New soccer referees get ‘on the field’ trainingRefereeing can be a nerve-wracking experience at times for even a seasoned referee. Combine that with out-of-control parents and the fact that some of the new referees are as young as 12 years old, and it could be a recipe for disaster, or at least tears. Enter the referee mentor.
By: Jamie Lund, Pine Journal
As youth soccer teams take to the fields again in their brightly colored uniforms, they are joined by another group wearing stripes.
Each year yields a fresh crop of young, new referees, eagerly gripping their flags and whistles. Out of the 200 or so referees signed up this year with Arrowhead Youth Soccer Association (AYSA), about 50 of them are first-year refs, estimates Dave DeWitt, longtime organizer of the program.
Refereeing can be a nerve-wracking experience at times for even a seasoned referee. Combine that with out-of-control parents and the fact that some of the new referees are as young as 12 years old, and it could be a recipe for disaster, or at least tears.
Enter the referee mentor.
Wayne Wold has been a soccer coach since his oldest daughter started playing nine years ago. Later he ventured into the refereeing side of soccer, as did both of his daughters. He is also currently a board member of AYSA, and a coach mentor as well as a referee mentor.
Wold believes mentoring really does help the young referees.
“For most kids, this is their first job and it can be intimidating,” Wold said. “This is an excellent way to do it.”
Last Tuesday, Aug. 6, Wold stood between two young refs on the field facing the Esko U-8 team as he illustrated the finer points of communicating with youngsters. Wold pointed to his ears and said to the Esko U-8 team: “I have my earrings out, how about you guys?” (Wold does not wear earrings, but he was making the point that no jewelry is allowed during games, not even for newly pierced ears.)
Ryan Conway was one of the two referees mentored by Wold last week. He loves playing soccer and just wanted to make some money this year. (It’s not a bad job. Think flexible evening and weekend hours with the pay $10-$33 a game, depending which level and whether it is a center or line referee.)
Conway was joined by 12-year-old Elise Pickar, also a first-timer who said she took the referee classes because she thought it would be interesting and fun to help others learn the game. DeWitt said girls make up between 40 and 45 percent of the referees this season.
Wold demonstrated how to line up the players, what to look for in soccer cleats and shin guards, and how to observe as they did the coin toss.
Both of the new referees were glad to have Wold there as a mentor.
“I was nervous the first few games,” said Conway.
Refereeing teaches kids real life skills, such as responsibility, organization and diplomacy.
“We are in charge and we have to go with what we think,” Pickar said. “The refs are there to keep the game safe.”

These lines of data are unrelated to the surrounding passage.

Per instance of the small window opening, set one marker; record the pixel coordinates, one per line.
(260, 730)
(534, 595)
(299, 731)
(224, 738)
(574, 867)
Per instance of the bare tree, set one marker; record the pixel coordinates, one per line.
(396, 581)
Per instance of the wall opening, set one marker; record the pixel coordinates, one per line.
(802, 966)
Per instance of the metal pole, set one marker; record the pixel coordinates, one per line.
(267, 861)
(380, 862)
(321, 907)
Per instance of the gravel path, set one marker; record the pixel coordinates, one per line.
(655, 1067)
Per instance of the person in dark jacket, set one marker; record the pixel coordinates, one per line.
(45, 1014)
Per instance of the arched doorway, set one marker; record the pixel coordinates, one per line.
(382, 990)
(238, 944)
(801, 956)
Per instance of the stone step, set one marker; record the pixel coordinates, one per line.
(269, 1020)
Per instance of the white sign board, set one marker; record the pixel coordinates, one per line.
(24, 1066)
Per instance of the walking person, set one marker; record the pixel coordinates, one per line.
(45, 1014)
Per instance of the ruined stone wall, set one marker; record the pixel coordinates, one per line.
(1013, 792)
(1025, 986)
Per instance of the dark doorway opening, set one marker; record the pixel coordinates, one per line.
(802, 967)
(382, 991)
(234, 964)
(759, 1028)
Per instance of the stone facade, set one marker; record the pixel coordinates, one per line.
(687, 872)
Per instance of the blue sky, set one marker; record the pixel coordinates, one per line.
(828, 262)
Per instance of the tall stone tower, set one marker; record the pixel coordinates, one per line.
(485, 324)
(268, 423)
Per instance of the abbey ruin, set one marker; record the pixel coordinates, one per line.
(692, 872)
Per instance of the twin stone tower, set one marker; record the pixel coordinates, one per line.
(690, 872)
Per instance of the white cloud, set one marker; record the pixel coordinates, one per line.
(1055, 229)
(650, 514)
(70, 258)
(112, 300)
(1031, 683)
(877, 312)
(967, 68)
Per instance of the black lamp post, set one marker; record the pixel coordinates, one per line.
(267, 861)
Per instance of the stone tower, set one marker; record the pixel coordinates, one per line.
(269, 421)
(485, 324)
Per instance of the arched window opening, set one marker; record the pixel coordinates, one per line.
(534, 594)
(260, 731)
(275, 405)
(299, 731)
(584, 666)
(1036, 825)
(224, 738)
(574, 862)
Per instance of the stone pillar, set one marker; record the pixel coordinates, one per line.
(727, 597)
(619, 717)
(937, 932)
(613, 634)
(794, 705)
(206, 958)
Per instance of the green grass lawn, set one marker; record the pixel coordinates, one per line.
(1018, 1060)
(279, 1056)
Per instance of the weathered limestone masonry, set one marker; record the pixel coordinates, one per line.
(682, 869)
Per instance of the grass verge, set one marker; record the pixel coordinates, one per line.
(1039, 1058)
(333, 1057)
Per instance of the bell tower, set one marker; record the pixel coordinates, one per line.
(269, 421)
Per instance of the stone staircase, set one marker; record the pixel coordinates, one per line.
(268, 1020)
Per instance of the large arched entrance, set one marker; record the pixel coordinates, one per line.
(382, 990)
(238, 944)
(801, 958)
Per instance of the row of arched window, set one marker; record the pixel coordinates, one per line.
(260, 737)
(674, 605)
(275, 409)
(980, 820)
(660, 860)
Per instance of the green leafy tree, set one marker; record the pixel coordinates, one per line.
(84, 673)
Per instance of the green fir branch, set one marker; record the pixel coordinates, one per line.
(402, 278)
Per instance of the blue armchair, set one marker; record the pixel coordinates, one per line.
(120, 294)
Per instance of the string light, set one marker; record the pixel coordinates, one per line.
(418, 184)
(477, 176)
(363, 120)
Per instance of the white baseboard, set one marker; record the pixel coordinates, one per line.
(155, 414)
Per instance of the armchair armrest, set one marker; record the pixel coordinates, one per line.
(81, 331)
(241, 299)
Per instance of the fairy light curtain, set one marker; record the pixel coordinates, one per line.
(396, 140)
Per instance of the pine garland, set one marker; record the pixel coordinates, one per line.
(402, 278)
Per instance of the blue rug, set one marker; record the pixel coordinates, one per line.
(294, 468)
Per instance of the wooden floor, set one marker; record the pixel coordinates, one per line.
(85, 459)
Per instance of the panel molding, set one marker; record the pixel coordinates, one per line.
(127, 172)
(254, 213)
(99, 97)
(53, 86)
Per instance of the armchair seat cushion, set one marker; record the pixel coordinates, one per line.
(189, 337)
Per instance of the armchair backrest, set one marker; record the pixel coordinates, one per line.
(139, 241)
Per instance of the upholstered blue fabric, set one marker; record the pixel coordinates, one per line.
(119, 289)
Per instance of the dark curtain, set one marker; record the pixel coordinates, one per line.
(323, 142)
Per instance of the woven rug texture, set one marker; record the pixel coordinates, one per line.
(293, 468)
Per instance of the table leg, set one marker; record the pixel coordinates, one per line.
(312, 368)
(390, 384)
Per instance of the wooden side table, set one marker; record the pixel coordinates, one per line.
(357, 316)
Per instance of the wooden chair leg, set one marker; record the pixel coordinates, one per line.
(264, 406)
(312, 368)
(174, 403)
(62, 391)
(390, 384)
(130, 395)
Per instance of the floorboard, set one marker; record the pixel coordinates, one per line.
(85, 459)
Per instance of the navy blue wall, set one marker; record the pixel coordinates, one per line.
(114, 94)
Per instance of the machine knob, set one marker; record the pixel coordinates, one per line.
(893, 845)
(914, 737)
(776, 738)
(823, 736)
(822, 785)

All referees take a training class before the season starts, whether they have refereed before or not. For the newbies, a two-hour on-field class is also scheduled before the start of the season as well as having the mentor at a game.

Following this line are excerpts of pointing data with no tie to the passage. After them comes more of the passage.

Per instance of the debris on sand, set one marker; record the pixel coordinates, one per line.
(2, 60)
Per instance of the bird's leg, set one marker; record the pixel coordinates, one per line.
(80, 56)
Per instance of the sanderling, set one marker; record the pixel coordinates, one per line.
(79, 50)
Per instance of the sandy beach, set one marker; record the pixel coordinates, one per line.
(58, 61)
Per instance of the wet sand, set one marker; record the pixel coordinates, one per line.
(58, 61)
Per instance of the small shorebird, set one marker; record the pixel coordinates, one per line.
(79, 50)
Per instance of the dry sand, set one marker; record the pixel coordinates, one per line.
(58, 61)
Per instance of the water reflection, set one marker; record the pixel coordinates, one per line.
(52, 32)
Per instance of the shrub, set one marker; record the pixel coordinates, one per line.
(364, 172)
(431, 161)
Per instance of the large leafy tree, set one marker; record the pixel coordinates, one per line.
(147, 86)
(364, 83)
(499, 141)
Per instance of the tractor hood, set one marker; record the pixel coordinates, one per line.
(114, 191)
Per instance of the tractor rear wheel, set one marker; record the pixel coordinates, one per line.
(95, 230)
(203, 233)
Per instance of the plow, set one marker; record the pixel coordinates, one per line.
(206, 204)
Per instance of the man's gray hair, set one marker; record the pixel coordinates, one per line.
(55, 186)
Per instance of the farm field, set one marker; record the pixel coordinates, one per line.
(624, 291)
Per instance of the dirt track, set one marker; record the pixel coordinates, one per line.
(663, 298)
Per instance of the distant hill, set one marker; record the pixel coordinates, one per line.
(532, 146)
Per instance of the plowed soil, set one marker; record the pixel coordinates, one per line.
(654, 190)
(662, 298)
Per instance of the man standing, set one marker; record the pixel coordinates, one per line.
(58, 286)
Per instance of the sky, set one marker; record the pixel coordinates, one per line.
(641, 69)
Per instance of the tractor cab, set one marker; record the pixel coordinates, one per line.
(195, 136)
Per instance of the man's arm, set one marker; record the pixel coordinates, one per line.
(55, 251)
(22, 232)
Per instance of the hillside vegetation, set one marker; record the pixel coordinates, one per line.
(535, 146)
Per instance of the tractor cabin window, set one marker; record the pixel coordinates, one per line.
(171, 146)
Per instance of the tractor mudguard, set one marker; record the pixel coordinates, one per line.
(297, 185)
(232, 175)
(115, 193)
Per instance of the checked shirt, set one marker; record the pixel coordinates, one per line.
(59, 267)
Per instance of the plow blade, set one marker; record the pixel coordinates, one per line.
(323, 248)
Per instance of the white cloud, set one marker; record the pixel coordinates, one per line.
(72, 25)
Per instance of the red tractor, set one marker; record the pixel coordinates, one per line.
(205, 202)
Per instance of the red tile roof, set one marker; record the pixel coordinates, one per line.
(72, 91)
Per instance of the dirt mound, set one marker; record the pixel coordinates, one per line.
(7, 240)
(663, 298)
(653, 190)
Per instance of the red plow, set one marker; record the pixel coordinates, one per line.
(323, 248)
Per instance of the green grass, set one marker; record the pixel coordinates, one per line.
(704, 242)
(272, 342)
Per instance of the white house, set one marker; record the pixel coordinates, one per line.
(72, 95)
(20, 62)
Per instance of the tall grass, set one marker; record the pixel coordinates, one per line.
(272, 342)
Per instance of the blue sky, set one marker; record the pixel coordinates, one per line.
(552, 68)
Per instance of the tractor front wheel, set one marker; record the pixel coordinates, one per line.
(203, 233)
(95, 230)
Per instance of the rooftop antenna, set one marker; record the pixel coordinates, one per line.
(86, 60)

DeWitt has advice for the parents of a child interested in refereeing: “Know and judge the maturity level of your kid,” he said.

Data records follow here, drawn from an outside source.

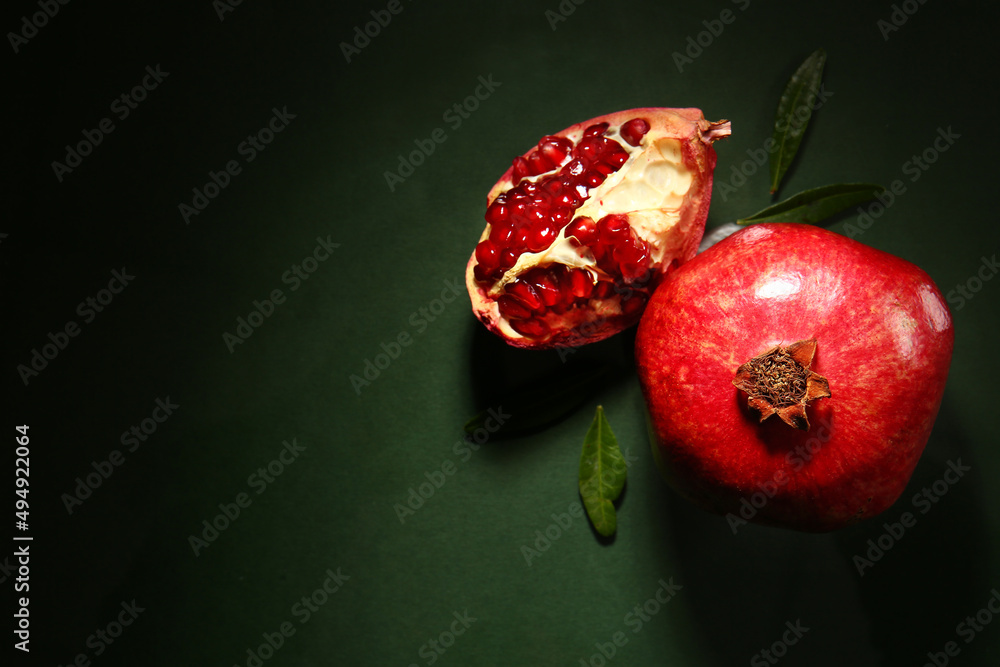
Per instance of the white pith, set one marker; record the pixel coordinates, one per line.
(653, 178)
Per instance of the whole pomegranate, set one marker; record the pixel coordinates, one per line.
(582, 227)
(793, 375)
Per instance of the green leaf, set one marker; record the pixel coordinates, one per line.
(542, 402)
(602, 474)
(811, 206)
(794, 111)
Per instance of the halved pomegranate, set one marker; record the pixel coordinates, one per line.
(582, 227)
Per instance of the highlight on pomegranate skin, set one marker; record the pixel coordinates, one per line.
(583, 227)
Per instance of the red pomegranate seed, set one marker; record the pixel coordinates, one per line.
(542, 237)
(634, 130)
(555, 148)
(614, 228)
(574, 167)
(584, 229)
(501, 233)
(593, 178)
(539, 164)
(497, 212)
(561, 216)
(534, 328)
(589, 149)
(512, 308)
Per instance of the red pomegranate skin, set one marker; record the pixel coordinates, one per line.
(884, 339)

AYSA’s soccer referee mentoring program has been in existence for many years. The last few years there has been a push to make sure all of the new refs have mentoring at their first game or two to help give them confidence to make calls.
Of course, that doesn’t always happen due to the sport’s growing popularity. When there is a shortage of referees, it is more difficult to do as all of the referees are needed to work at the games for the roughly 5,000 kids who sign up each year to play in the AYSA recreational season.
Still, AYSA has a better retention rate of referees than many other organizations in Minnesota and DeWitt wants to keep it that way. DeWitt understands that many young referees are just trying it out. While it works for some — as with all jobs — it does not work for all.
“We do not want to lose them because of adults behaving badly,” DeWitt said.
Although one or two coaches get kicked out every season, the biggest problem is that the majority of parents and, unfortunately, many coaches do not understand all of the rules.
Even something that would seem as obvious as a hand ball depends on a few variables, such as which team is in control of the ball at the time of the hand ball. While the parents and/or coaches are yelling and calling them names because they think the ref missed an obvious penalty, in actuality the referee is making a correct call for that particular situation.
Fouls are something else many parents and coaches don’t take into consideration. A foul can depend on the angle from which the viewer sees it. While it may look like a penalty from the sideline, the referee is seeing it from the field and has a different view, so it may not be a foul.
“We expect adults to be in control of themselves,” says DeWitt.
The older the kids get, the more physical the teams play because they get faster, stronger and bigger.
“Everybody makes mistakes,” Wold said, “but I don’t let it get to me; I try to learn from it.”
The AYSA now has short videos on its website available for coaches and parents alike who want to improve their knowledge of the game. If a parent feels they have a good understanding of the game, more refs are always needed.
Any adults or young people interested in refereeing can contact Dave DeWitt at email@example.com.
“The first job is to remember to have fun, it’s just a game,” Wold said.